Kitabı oku: «Клуб для избранных», sayfa 2
Как бы там ни было, а мокнуть под дождем дальше нельзя. Ему нужна медицинская помощь и теплая одежда. В больнице его без документов не примут, в отель без денег не пустят. Обратиться к другим полицейским? А вдруг они тоже попробуют убить его?
Майк оцепенел, когда мозг пронзила внезапная мысль: все началось с письма! Дурацкой записки, которую подсунули ему в карман куртки. Он не придал этому значения, а может быть, зря? Что там было? Вспоминай, вспоминай, черт тебя побери, ну же!
«Жду на пересечении Парк-стрит и Тремонт. Все объясню».

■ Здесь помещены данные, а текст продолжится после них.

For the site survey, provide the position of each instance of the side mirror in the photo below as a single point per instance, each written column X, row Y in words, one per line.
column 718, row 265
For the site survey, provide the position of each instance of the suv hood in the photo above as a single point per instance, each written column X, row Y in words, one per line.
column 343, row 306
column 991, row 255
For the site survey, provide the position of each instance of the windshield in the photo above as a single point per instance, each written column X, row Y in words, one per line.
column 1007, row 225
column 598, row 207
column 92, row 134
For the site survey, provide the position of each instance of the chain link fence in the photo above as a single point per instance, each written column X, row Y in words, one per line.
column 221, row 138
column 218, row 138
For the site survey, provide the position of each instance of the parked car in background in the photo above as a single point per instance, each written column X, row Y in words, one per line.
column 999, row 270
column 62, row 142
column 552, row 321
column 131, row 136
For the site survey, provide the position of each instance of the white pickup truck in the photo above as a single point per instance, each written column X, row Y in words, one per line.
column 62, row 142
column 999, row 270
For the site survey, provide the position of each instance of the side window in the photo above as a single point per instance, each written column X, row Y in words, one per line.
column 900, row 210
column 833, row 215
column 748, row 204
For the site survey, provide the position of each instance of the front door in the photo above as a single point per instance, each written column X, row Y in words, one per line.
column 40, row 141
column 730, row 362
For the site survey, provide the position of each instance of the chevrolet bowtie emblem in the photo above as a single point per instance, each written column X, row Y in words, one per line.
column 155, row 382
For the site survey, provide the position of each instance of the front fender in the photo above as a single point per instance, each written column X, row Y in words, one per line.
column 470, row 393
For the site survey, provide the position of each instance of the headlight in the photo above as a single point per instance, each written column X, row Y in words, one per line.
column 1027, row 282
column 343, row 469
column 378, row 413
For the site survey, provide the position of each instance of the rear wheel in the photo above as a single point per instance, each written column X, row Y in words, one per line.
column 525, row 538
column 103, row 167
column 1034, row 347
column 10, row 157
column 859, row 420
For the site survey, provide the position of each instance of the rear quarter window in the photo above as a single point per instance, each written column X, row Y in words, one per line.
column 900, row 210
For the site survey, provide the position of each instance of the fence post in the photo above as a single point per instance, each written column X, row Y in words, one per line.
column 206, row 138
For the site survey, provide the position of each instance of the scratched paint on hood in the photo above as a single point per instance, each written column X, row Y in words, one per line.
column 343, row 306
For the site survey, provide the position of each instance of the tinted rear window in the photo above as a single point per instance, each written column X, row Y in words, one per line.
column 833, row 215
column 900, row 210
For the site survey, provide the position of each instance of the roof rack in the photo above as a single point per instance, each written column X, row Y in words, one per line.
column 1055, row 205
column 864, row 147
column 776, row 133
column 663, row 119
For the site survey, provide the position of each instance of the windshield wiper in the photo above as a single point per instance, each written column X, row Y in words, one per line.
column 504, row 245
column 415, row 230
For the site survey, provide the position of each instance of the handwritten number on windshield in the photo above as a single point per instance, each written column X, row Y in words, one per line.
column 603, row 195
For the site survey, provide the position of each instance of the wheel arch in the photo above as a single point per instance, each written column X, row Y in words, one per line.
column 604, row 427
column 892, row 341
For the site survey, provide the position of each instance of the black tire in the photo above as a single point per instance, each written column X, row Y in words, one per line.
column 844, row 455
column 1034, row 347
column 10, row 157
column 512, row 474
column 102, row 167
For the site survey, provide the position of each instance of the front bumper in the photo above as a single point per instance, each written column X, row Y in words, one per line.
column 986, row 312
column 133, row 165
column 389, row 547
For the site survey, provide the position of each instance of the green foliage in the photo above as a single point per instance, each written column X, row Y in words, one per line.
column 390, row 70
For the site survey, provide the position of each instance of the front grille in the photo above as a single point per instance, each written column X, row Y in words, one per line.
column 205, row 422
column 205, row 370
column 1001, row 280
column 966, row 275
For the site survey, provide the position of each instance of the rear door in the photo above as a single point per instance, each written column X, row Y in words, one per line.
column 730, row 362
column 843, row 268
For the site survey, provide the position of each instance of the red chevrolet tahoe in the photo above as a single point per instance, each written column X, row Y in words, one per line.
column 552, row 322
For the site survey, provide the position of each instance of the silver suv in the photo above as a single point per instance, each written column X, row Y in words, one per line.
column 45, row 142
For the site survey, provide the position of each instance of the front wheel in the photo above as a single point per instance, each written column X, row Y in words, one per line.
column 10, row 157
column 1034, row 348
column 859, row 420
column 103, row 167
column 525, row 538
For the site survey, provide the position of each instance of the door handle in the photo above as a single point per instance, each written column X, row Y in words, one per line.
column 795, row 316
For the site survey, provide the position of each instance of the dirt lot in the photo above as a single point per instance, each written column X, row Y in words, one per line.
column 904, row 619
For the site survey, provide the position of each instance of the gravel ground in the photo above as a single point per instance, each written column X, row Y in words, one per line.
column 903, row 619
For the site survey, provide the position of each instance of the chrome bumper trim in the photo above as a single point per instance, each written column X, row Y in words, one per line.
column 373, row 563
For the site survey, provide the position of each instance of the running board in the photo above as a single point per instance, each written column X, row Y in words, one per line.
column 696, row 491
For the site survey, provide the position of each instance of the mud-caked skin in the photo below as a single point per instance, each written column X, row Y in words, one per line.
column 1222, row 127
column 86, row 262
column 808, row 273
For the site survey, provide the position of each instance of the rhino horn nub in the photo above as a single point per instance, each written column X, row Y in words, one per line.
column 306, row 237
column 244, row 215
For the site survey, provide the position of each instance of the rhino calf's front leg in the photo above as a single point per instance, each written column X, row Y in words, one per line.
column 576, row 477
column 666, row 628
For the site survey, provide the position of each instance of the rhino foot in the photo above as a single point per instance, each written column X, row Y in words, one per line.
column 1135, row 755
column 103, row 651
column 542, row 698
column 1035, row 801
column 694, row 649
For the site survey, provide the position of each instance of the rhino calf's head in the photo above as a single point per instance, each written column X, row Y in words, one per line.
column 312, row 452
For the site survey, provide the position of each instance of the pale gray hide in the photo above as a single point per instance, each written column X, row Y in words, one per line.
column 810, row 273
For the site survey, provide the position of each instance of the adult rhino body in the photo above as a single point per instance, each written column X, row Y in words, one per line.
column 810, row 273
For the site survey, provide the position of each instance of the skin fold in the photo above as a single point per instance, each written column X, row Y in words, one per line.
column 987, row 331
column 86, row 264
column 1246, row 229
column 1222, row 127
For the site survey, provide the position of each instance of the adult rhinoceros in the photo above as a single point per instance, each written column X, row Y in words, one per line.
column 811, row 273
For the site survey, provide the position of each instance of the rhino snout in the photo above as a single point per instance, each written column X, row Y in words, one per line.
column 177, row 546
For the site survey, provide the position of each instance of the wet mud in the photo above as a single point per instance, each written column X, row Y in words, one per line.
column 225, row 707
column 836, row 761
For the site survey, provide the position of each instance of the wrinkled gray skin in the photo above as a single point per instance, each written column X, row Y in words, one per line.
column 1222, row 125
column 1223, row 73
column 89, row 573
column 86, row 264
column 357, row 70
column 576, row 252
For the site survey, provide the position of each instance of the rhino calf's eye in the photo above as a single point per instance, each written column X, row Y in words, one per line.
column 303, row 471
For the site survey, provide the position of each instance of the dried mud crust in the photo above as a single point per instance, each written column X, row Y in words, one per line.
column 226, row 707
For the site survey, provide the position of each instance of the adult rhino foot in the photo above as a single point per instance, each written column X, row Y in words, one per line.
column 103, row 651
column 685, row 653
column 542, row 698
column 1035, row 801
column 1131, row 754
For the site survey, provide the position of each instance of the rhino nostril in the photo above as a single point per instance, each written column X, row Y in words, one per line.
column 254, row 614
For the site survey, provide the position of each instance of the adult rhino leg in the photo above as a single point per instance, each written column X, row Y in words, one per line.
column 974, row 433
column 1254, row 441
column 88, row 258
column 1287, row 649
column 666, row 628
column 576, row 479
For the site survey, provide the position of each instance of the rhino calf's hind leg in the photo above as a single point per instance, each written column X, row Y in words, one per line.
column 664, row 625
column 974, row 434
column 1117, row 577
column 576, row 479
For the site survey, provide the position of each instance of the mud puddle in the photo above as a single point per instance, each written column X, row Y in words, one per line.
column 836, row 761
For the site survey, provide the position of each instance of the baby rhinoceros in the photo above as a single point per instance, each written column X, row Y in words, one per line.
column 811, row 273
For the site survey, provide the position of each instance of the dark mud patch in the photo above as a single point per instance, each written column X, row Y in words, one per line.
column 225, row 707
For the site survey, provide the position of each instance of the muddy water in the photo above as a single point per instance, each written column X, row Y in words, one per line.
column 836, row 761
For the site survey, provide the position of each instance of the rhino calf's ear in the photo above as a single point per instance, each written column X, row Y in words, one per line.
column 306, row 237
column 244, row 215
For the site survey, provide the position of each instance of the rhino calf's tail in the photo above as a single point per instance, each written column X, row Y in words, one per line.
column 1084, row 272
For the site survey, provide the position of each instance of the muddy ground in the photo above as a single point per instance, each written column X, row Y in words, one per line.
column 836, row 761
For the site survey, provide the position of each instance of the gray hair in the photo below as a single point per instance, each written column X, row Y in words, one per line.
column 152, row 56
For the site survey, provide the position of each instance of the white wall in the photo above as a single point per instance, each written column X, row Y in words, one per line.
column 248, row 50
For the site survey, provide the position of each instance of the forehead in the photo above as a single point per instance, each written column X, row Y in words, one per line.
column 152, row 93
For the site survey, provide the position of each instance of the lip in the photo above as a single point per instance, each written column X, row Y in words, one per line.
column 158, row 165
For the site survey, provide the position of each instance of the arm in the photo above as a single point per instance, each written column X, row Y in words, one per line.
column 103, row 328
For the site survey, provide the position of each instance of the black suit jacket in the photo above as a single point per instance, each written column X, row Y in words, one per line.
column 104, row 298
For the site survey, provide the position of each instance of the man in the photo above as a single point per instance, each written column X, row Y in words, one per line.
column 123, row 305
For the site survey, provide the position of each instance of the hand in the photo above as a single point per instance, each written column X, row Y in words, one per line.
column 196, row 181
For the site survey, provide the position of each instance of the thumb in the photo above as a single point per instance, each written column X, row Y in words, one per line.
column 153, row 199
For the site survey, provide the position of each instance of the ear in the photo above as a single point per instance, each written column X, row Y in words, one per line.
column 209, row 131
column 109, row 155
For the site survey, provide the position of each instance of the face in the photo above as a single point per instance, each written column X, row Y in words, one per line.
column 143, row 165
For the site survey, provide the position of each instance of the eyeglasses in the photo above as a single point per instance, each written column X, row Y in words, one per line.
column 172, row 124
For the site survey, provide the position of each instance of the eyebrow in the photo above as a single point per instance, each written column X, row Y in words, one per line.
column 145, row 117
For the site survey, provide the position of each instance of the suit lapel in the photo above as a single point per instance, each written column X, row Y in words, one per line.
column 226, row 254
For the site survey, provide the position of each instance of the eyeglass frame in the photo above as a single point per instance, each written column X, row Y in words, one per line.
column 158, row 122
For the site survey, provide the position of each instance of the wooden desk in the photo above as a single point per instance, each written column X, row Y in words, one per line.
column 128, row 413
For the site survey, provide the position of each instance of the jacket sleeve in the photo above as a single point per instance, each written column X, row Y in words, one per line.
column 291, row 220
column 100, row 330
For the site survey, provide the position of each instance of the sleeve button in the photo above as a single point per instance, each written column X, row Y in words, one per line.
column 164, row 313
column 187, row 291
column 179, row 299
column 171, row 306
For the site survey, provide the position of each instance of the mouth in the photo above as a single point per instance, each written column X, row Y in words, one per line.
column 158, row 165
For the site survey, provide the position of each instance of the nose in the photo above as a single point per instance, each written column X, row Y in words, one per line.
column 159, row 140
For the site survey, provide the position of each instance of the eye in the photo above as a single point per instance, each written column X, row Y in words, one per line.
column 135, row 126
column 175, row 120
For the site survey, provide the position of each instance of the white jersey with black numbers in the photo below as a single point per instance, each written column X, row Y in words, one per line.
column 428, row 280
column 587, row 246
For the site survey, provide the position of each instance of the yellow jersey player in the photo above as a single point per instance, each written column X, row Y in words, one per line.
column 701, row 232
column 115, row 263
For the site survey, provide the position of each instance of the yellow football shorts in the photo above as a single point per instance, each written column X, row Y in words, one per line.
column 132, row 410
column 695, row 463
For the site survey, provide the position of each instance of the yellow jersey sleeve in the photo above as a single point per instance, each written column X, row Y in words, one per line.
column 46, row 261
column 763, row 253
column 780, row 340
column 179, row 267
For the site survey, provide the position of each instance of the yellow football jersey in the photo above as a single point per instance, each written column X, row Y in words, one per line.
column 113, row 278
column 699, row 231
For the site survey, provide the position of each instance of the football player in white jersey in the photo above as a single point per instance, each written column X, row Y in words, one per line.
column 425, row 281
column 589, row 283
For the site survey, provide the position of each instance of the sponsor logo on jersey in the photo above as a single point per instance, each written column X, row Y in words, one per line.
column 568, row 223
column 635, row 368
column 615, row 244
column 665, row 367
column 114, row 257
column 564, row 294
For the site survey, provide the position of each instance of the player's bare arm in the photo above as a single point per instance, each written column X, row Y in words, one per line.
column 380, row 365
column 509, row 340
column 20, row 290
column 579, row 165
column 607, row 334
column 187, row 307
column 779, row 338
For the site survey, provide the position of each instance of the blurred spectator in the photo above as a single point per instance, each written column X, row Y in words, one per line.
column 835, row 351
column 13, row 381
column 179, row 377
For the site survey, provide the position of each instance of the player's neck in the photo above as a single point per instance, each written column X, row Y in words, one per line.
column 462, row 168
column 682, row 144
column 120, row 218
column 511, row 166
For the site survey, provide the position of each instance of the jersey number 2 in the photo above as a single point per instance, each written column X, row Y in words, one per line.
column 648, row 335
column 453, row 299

Слабая надежда, но лучше, чем ничего. Майк был запутан и растерян, он не понимал, что делать. Если письмо не шутка, не ошибка и действительно адресовано ему, значит, у кого-то имеются ответы.
Парк-стрит и Тремонт. Где это?
Нолан решительно встал и направился к выходу из сквера.
Из дневника В.
Порой одно незначительное событие в корне меняет жизнь, разворачивает ее на сто восемьдесят градусов. Я часто думаю: сложилось бы все иначе, не пойди я в тот вечер в кино и не окажись оно столь безнадежно скучным? Или же судьба все равно настигла бы меня, нашла иной способ осуществить задуманное? Разные дороги могут вести к одному пункту назначения. А может, я фантазирую и придаю слишком много смысла ничего не значащим случайностям? Просто потому, что тяжело смириться с отсутствием высшего замысла, когда ты раз за разом преступаешь границы земной морали и видишь, как это делают другие. Никому не хочется считать себя плохим человеком. Даже исчадие ада, вероятно, оправдывает себя тем, что выполняет Божью волю. Ведь если Бог позволяет чему-то произойти, значит, не возражает против этого, а то и вовсе двумя руками «за»? Так получается?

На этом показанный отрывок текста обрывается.